Heavenly Bodies Review
Heavenly Bodies is one of those small, delightful gems of a game that remind me of the powers of the indie marketplace. 2pt Interactive’s physics-based puzzle game is focused, gorgeous and often infuriating. However, using a clear theme and setting to add depth and complexity to what, on the surface, look like simple challenges, Heavenly Bodies reimagines what, and how, a puzzle game can be played.
Heavenly Bodies follows either one or a pair of cosmonauts having to complete a series of tasks in space. The first and most obvious sign that you are in for a good time with Heavenly Bodies is within its art and sound design. This gentle, minimalist art design paired alongside an abstract score and cold war UI aesthetic is clean and immediately sets a clear and succinct theming for each of the games various challenges.

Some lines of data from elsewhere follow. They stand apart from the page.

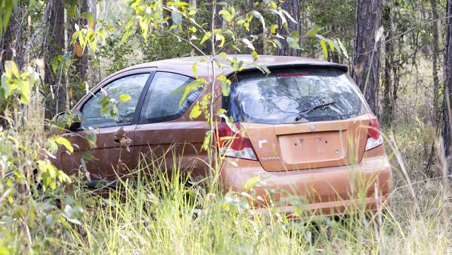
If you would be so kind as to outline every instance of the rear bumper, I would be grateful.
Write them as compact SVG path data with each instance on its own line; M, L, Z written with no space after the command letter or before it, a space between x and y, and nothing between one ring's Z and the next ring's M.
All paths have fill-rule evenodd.
M371 150L354 165L269 172L259 162L228 159L221 171L225 191L248 192L244 185L255 176L261 181L254 187L259 198L254 205L270 206L289 214L377 210L387 202L392 185L391 165L383 146Z

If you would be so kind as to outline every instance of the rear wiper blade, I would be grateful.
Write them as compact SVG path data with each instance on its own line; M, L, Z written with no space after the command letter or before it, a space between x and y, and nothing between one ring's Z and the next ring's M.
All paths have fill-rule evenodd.
M330 105L332 105L332 104L335 104L335 103L336 103L336 101L325 102L325 103L323 103L323 104L321 104L321 105L314 105L314 106L313 106L312 107L311 107L311 108L309 108L308 109L300 111L298 113L298 116L297 116L296 118L295 118L295 121L300 121L300 119L301 119L302 118L304 118L307 114L311 112L312 110L315 110L316 109L318 109L318 108L320 108L320 107L323 107L328 106Z

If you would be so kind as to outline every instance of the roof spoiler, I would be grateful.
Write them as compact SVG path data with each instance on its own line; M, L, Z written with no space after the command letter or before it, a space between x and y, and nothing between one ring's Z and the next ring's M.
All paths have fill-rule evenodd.
M260 70L260 68L263 65L245 68L238 72L255 71L257 70ZM336 68L342 70L345 72L348 72L348 67L347 65L339 64L336 63L330 63L330 62L318 63L300 63L300 64L272 65L266 65L266 67L268 68L268 69L279 69L279 68ZM230 72L226 76L232 75L234 72L235 72L234 71Z

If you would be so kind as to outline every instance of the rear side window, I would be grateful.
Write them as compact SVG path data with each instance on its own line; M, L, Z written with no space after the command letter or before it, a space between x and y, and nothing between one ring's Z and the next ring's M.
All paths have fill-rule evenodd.
M181 116L200 93L192 91L179 106L185 88L193 81L186 76L157 72L146 94L138 123L168 121Z
M111 101L118 104L118 112L114 117L109 113L102 114L101 100L104 97L101 91L96 92L81 109L84 121L83 128L106 128L131 124L138 98L148 77L149 73L129 75L103 87ZM120 97L123 94L130 96L130 99L121 100Z
M265 124L341 120L369 111L351 79L332 68L238 74L225 102L235 121Z

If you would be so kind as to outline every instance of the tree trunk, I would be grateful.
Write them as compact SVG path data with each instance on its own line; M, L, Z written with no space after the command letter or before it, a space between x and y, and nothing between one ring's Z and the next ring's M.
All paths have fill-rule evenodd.
M88 0L81 0L80 2L80 13L89 11L89 5ZM67 29L67 38L71 38L70 42L72 40L72 34L75 32L75 24L77 24L80 28L83 28L88 24L88 22L86 19L78 19L74 20L70 20L70 17L67 17L68 23L70 24L70 29ZM88 47L85 49L85 52L83 55L77 56L74 54L74 59L76 60L74 64L75 65L75 72L72 74L72 76L75 77L76 80L79 82L84 82L86 80L86 75L88 74L88 58L86 57L86 54L88 53Z
M438 54L439 54L439 21L438 20L438 12L436 6L437 0L430 0L432 5L432 15L433 17L433 27L432 33L433 35L433 54L432 64L432 75L433 76L433 121L437 123L439 121L439 78L438 77Z
M391 6L383 7L383 26L386 30L386 43L385 44L385 70L383 72L382 85L383 107L381 113L382 122L386 125L391 125L393 116L394 105L391 99L391 86L392 79L391 71L392 70L392 59L394 54L393 40L391 38L392 33L392 18L391 17Z
M255 0L248 0L248 11L250 11L251 10L252 10L252 6L255 3ZM250 22L250 31L248 31L248 33L246 33L246 35L248 36L248 39L250 40L251 40L250 37L251 37L251 35L253 33L252 33L252 29L253 29L252 22ZM250 54L251 53L251 49L247 47L245 49L245 53L247 54ZM258 53L259 53L259 52L258 52Z
M287 11L287 13L295 20L296 22L293 22L289 19L287 20L287 28L289 29L289 33L284 28L282 20L278 17L277 18L278 29L277 33L286 38L290 36L289 34L293 32L298 33L298 44L300 43L300 38L301 38L301 23L300 22L300 15L301 13L301 8L300 6L300 0L286 0L280 6L282 9ZM300 49L293 49L289 46L289 44L286 40L282 42L282 47L276 49L276 54L278 56L300 56L301 51Z
M447 1L447 17L452 15L452 0ZM448 18L446 22L446 49L444 51L444 107L443 113L443 128L442 137L444 146L444 153L447 162L448 174L452 174L451 167L451 145L452 144L452 137L451 136L451 121L452 113L451 112L451 101L452 91L452 18Z
M60 68L57 68L54 73L51 68L54 57L63 55L65 49L65 8L61 0L49 1L47 4L51 4L50 17L47 20L49 36L45 54L45 79L46 84L51 89L50 97L46 98L47 118L51 118L59 111L65 109L66 86L63 80L64 72Z
M357 0L352 77L371 110L378 115L380 45L376 32L381 26L381 0Z
M3 72L3 64L7 60L13 60L16 62L19 69L21 69L24 64L24 56L22 54L22 8L20 5L17 10L11 12L9 24L6 27L1 49L0 49L0 59L1 63L0 71ZM1 36L1 35L0 35Z

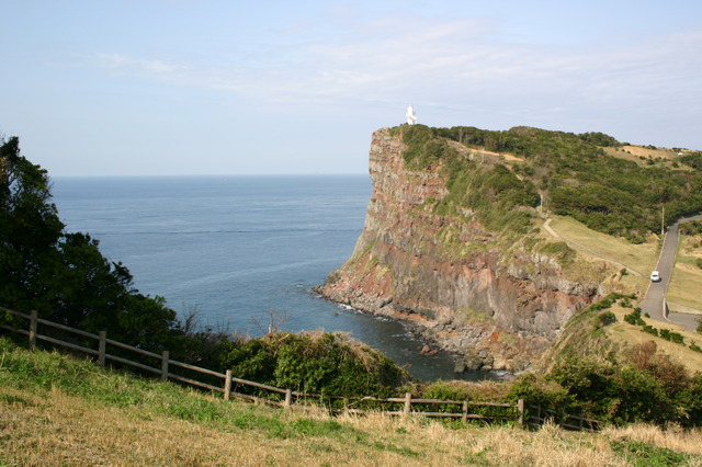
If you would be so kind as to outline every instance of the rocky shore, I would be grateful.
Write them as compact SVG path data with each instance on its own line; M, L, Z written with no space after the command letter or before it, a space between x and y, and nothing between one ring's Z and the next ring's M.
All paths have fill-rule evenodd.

What’s startling about the challenges of Heavenly Bodies, which can be adjusted depending on your own personal needs/desires, is that it doesn’t necessarily come from the puzzles themselves. At the beginning of each of the levels, you are handed a guidebook which, by and large, tells you what you need to do, with the exact instructions to complete each puzzle, presented as what I imagine an Ikea instruction manual in the 70s would have looked like. These directions are clean, succinct and easy to understand. There are other optional challenges scattered throughout each level to busy the mind of the more abstract thinker, but having the core goal spelled out so clearly allows for the true challenge of Heavenly Bodies to stand, or float, on its own two feet.
As one would imagine from a game set in space, our Heavenly Bodies float around each level within a gravity-free vacuum. The player has control over the arms, legs and hands of the cosmonaut in a micro-movement mechanics set akin to QWOP or Manual Samuel. But whereas those games lose a lot of their charm past the first 10 minutes of attempts, hanging their hats on the novelty of movement alone, Heavenly Bodies does such a great job of making the micro-mechanics make sense within its world so that said novelty never wears off, in part due to having the aforementioned instructions there for reference at all times.
Like a shooting star
Instead of trying to figure out what obscure MacGuffin you need to manipulate to complete the goal, you know exactly what you need to do. Discovering how you do that is the challenge, and there are many ways to tackle each goal. Instead of fixing a door with a spanner, maybe you could use your inertia to give you enough kinetic energy to jimmy the door with a crowbar? Discovery within a set of clear parameters simultaneously freed me to explore the many avenues of success without ever allowing me to drift too far from the mission. Except when I accidentally ejected myself from the spaceport. I drifted a lot then. Once again, the game has you covered. Stray physically too far from objective and the game will warp you back to your last checkpoint, full in the knowledge of what that lever does now.
Overall, Heavenly Bodies is a triumphant puzzle game. Its setting and premise are novel and excellently executed. The games succinct 5-7 playtime allows the game to not overstay its welcome and the excellent theming gives sensibility to what would otherwise be wholly nonsensical mechanics. Heavenly Bodies is a welcome addition to an already vibrant indie puzzle scene.